Re: EnvironmentInformation class logs secrets passed as JVM/CLI arguments

2021-06-17 Thread Jose Vargas
Hi Arvid,

I see what you mean; no solution in Flink will be able to account for the
different variations in which applications may want to pass in parameters
or the external processes or events that introspect wherever the Flink
process happens to run. I do think there is an opportunity to prevent
logging secrets by focusing on a couple of areas. The reason I think we
should improve where we can is because logs can end up in systems that a
greater number of people have access to. For example, in a given
environment, perhaps only automated systems have the ability to deploy and
instropect the servers, but engineers across teams may have access to all
logs from that environment.

The areas where I think we can prevent logging secrets are:
1) Obfuscating JVM parameters
and
2) Apply the logic in ParameterTool's "fromArgs" method to parse out
arguments in the EnvironmentInformation class.

For example, one of the documented ways of passing in AWS credentials are
via JVM parameters,
https://docs.aws.amazon.com/sdk-for-java/v1/developer-guide/credentials.html
By leveraging ParameterTool's logic in the EnvironmentInformation class, we
can bridge the intent of the current code with how Flink's built-in
argument parser works.

On Thu, Jun 17, 2021 at 2:31 PM Arvid Heise  wrote:

> Hi Jose,
>
> Masking secrets is a recurring topic where ultimately you won't find a
> good solution. Your secret might for example appear in a crash dump or on
> some process monitoring application. To mask reliably you'd either need
> specific application knowledge (every user supplies arguments differently)
> or disable logging of parameters completely.
>
> Frankly speaking, I have never seen passwords being passed over CLI being
> really secure.
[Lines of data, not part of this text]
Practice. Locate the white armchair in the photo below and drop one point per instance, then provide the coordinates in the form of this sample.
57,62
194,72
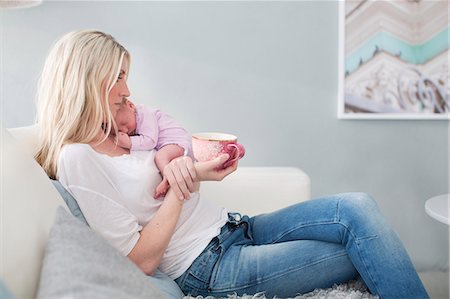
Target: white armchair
29,202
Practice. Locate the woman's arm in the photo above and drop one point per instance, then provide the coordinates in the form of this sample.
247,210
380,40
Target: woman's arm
155,236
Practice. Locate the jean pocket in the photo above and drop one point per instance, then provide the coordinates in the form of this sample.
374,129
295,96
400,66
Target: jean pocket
199,274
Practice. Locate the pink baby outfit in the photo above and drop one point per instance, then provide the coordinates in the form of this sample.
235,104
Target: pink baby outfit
155,129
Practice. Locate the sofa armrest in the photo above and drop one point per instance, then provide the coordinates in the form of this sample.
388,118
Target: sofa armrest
256,190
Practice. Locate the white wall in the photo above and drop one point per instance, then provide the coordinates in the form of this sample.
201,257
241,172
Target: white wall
266,71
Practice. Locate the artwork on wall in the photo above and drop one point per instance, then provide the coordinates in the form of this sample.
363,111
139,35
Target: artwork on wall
394,59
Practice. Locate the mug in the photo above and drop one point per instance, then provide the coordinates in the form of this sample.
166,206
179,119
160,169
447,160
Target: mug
209,145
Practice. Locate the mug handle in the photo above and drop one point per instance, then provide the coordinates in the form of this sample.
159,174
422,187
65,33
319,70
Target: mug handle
240,153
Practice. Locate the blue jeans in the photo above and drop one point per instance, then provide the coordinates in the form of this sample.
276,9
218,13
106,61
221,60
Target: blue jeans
309,245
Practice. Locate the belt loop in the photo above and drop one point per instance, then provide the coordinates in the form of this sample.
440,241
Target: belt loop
234,218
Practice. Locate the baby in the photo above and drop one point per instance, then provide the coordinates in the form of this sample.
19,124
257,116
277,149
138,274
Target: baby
143,128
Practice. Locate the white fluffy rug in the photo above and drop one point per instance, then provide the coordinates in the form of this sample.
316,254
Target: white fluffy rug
351,290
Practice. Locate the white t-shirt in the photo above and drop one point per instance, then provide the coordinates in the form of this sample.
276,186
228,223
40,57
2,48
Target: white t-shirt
115,195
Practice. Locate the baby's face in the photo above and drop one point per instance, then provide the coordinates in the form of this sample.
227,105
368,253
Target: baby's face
126,118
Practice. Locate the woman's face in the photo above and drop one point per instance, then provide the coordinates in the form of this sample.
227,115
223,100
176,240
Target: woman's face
119,91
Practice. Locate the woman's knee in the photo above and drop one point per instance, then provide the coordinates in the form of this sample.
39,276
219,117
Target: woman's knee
358,201
357,207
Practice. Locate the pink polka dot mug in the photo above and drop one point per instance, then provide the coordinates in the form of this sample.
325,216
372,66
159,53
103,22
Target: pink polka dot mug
209,145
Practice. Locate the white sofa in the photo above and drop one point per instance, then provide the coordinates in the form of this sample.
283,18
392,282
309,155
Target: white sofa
29,201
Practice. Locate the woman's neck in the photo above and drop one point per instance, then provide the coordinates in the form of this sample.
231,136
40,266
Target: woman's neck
107,146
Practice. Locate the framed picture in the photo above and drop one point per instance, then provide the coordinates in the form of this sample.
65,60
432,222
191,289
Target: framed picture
394,59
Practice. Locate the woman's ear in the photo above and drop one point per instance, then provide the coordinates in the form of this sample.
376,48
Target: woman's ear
131,104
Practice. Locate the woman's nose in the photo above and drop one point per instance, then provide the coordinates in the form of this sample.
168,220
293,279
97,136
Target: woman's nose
124,91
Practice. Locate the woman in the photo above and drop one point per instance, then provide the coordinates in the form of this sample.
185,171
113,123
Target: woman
205,249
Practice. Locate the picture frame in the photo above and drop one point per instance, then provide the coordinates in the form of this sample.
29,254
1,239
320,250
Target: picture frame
394,60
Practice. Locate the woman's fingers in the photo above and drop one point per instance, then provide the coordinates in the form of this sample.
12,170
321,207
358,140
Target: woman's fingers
181,183
181,174
169,174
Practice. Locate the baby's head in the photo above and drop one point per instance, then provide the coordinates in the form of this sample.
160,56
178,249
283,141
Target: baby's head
126,118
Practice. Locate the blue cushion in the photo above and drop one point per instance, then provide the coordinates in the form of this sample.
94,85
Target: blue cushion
166,284
163,282
70,201
4,293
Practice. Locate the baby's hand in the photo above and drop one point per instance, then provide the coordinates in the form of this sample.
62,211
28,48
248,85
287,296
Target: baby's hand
161,189
124,140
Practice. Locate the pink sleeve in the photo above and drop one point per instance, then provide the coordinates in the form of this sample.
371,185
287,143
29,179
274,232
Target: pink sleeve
146,129
163,131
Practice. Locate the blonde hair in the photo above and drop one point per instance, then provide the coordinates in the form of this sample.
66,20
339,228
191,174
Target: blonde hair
70,108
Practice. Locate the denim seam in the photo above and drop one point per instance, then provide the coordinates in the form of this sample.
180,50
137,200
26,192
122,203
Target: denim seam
279,274
363,260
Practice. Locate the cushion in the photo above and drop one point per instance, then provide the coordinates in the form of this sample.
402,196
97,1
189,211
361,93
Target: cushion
79,263
70,201
28,204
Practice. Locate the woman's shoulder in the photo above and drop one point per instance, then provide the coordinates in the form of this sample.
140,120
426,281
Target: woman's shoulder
78,151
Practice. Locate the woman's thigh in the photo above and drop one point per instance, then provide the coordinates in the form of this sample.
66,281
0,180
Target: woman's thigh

The industry practice is to either use a sidecar approach or
> fetch secrets file-based (e.g., docker mounts). Even using ENV is
> discouraged.
>
> On Wed, Jun 16, 2021 at 11:28 PM Jose Vargas 
> wrote:
>
>> Hi,
>>
>> I am using Flink 1.13.1 and I noticed that the logs coming from the
>> EnvironmentInformation class,
>> https://github.com/apache/flink/blob/release-1.13.1/flink-runtime/src/main/java/org/apache/flink/runtime/util/EnvironmentInformation.java#L444-L467,
>> log the value of secrets that are passed in as JVM and CLI arguments. For
>> the JVM arguments, both the secret key and value are logged. For the CLI
>> arguments, the secret key is obfuscated, but the actual value of the secret
>> is not. This also affects Flink 1.12.
>>
>> For example, with CLI arguments like "--my-password VALUE_TO_HIDE", the
>> jobmanager will log the following (assuming cluster is in application mode)
>>
>> jobmanager | ** (sensitive information)
>> jobmanager | VALUE_TO_HIDE
>>
>> The key is obfuscated but the actual value isn't. This means that secret
>> values can end up in central logging systems. Passing in the CLI argument
>> as "--my-password*=*VALUE_TO_HIDE" hides the entire string but makes the
>> value unusable and is different from how the docs mentions job arguments
>> should be passed in [1].
>>
>> I saw that there was a ticket to obfuscate secrets [2], but that seems to
>> only apply to the UI, not for the configuration logs. Turning off, or
>> otherwise disabling logs from the appropriate logger is one solution, but
>> it seems to me that the logger that a user would need to turn off is
>> dependent on how the Flink cluster is running (standalone, k8s, yarn,
>> mesos, etc). Furthermore, it can be useful to see these configuration logs.
>>
>>
>> [1]
>> https://ci.apache.org/projects/flink/flink-docs-release-1.13/docs/dev/datastream/application_parameters/#from-the-command-line-arguments
>> [2] https://issues.apache.org/jira/browse/FLINK-14047
>>
>> Thanks,
>> --
>>
>> Jose Vargas
>>
>> Software Engineer, Data Engineering
>>
>> E: jose.var...@fiscalnote.com
>>
>> fiscalnote.com <https://www.fiscalnote.com>  |  info.cq.com
>> <http://www.info.cq.com>  | rollcall.com <https://www.rollcall.com>
>>
>>

-- 

Jose Vargas

Software Engineer, Data Engineering

E: jose.var...@fiscalnote.com

fiscalnote.com <https://www.fiscalnote.com>  |  info.cq.com
<http://www.info.cq.com>  | rollcall.com <https://www.rollcall.com>


EnvironmentInformation class logs secrets passed as JVM/CLI arguments

2021-06-16 Thread Jose Vargas
Hi,

I am using Flink 1.13.1 and I noticed that the logs coming from the
EnvironmentInformation class,
https://github.com/apache/flink/blob/release-1.13.1/flink-runtime/src/main/java/org/apache/flink/runtime/util/EnvironmentInformation.java#L444-L467,
log the value of secrets that are passed in as JVM and CLI arguments. For
the JVM arguments, both the secret key and value are logged. For the CLI
arguments, the secret key is obfuscated, but the actual value of the secret
is not. This also affects Flink 1.12.

For example, with CLI arguments like "--my-password VALUE_TO_HIDE", the
jobmanager will log the following (assuming cluster is in application mode)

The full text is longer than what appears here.